Di la espalda al fuego y me encaminé por el bosque, entre los árboles, hacia la línea de nieve, valle arriba. A mi alrededor, un manto blanco cubría la tierra. La brillante piedra que se alzaba ante mí resultaba casi invisible bajo la capa de nieve. Pasé junto a ella, ya sin miedo de un enfrentamiento con los mercenarios de Christian.

Golpeé la piedra con mi espada. Si había esperado oír un sonido que recorriera el valle, me equivocaba. El ruido del golpe murió casi al instante, aunque no antes que mi grito, el nombre de Guiwenneth. Por tres veces la llamé. Por tres veces no recibí otra respuesta que el susurro de la nieve.

Quizá ya se hubiera marchado, o quizá aún no había llegado. Christian había dado a entender que la piedra era su destino.
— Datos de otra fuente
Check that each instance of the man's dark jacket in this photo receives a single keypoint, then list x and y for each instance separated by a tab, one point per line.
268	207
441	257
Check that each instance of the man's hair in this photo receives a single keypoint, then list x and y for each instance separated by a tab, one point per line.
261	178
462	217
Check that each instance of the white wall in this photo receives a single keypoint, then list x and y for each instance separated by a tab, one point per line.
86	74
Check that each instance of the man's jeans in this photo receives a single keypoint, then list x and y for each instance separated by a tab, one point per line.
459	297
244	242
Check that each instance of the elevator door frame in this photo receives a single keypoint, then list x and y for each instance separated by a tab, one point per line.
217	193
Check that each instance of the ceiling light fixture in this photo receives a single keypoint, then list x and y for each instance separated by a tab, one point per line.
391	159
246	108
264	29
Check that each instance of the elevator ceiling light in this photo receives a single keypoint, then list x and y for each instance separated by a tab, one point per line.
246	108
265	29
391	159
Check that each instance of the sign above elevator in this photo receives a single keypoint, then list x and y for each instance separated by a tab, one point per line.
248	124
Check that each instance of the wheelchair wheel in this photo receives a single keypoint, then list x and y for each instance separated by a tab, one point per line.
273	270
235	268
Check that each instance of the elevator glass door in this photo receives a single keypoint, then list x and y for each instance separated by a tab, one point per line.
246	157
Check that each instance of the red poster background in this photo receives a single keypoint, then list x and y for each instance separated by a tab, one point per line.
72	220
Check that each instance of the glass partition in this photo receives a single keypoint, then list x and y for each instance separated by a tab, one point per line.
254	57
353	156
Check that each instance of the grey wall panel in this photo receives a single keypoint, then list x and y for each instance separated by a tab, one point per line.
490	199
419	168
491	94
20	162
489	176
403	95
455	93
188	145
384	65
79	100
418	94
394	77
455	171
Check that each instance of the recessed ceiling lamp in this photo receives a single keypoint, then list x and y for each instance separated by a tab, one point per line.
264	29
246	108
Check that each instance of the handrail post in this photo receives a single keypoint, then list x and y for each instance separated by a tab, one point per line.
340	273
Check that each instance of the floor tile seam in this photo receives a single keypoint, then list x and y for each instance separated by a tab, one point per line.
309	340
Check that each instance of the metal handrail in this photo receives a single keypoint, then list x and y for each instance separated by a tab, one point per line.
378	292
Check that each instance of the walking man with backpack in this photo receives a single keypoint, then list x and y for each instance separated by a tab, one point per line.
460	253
Pero ¿por qué se rió al decirlo? ¿Qué secreto me ocultó hasta la muerte?

Supongo que ya entonces lo sabía, pero tras el terrible viaje buscándola, era una idea demasiado dolorosa como para contemplarla. No estaba preparado para reconocer lo obvio. De todos modos, esa misma idea me ató a aquel lugar, me impidió alejarme. Pasara lo que pasase, tenía que esperarla.

Era lo más importante del mundo.

Durante una noche y un día, esperé en el refugio del cazador, cerca del monumento de Peredur. Encendí un fuego con madera de olmo para calentarme. Cuando dejó de nevar, caminé por los alrededores de la piedra, llamando a Guiwenneth. No sirvió de nada. Me aventuré valle abajo, tan lejos como me atreví, y contemplé desde los árboles la inmensa muralla de fuego, viendo como su calor fundía la nieve de los alrededores, para dar una sensación casi veraniega a aquel bosque, el más primitivo de los bosques.
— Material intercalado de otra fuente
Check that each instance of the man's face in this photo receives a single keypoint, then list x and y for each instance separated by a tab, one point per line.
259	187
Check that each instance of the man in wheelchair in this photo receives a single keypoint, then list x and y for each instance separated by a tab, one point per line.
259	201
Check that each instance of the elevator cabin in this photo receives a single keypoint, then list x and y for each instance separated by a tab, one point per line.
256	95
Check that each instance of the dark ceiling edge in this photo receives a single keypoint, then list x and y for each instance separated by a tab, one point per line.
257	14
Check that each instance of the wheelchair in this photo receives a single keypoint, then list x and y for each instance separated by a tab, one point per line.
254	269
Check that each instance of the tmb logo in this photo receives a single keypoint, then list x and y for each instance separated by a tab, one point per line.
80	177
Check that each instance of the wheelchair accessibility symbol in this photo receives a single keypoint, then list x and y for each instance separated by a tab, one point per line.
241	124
Llegó al valle durante la segunda noche. Sus pasos sobre la alfombra de nieve eran tan suaves que casi no la oí. La luna estaba casi llena, la noche era luminosa y clara, y la vi. Era una forma encogida, frágil, que caminaba lentamente entre los árboles, hacia el imponente monolito.
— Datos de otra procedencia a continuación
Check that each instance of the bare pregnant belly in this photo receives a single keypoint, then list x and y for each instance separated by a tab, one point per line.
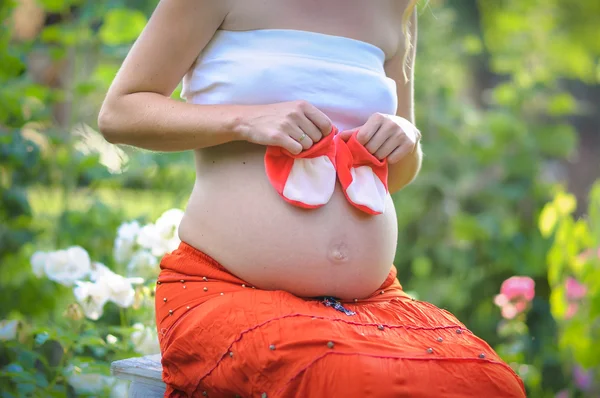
236	217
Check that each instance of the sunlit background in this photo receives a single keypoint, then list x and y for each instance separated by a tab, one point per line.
502	227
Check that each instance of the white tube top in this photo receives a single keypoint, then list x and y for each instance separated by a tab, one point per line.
342	77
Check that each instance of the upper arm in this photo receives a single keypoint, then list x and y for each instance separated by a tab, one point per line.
175	35
395	69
No sé por qué, pero no grité su nombre. Me abrigué con la capa y salí de mi pequeño refugio, en pos de la chica. Parecía encorvarse más a cada paso. Estaba casi doblada sobre sí misma. La luz de la luna iluminó el monolito, convirtiéndolo en una especie de faro que le guiaba.

Llegó junto al lugar donde yacía su padre, y durante un momento se quedó allí de pie, mirando la roca. Luego, le llamó: tenía la voz ronca, rota de frío, de dolor, de puro agotamiento.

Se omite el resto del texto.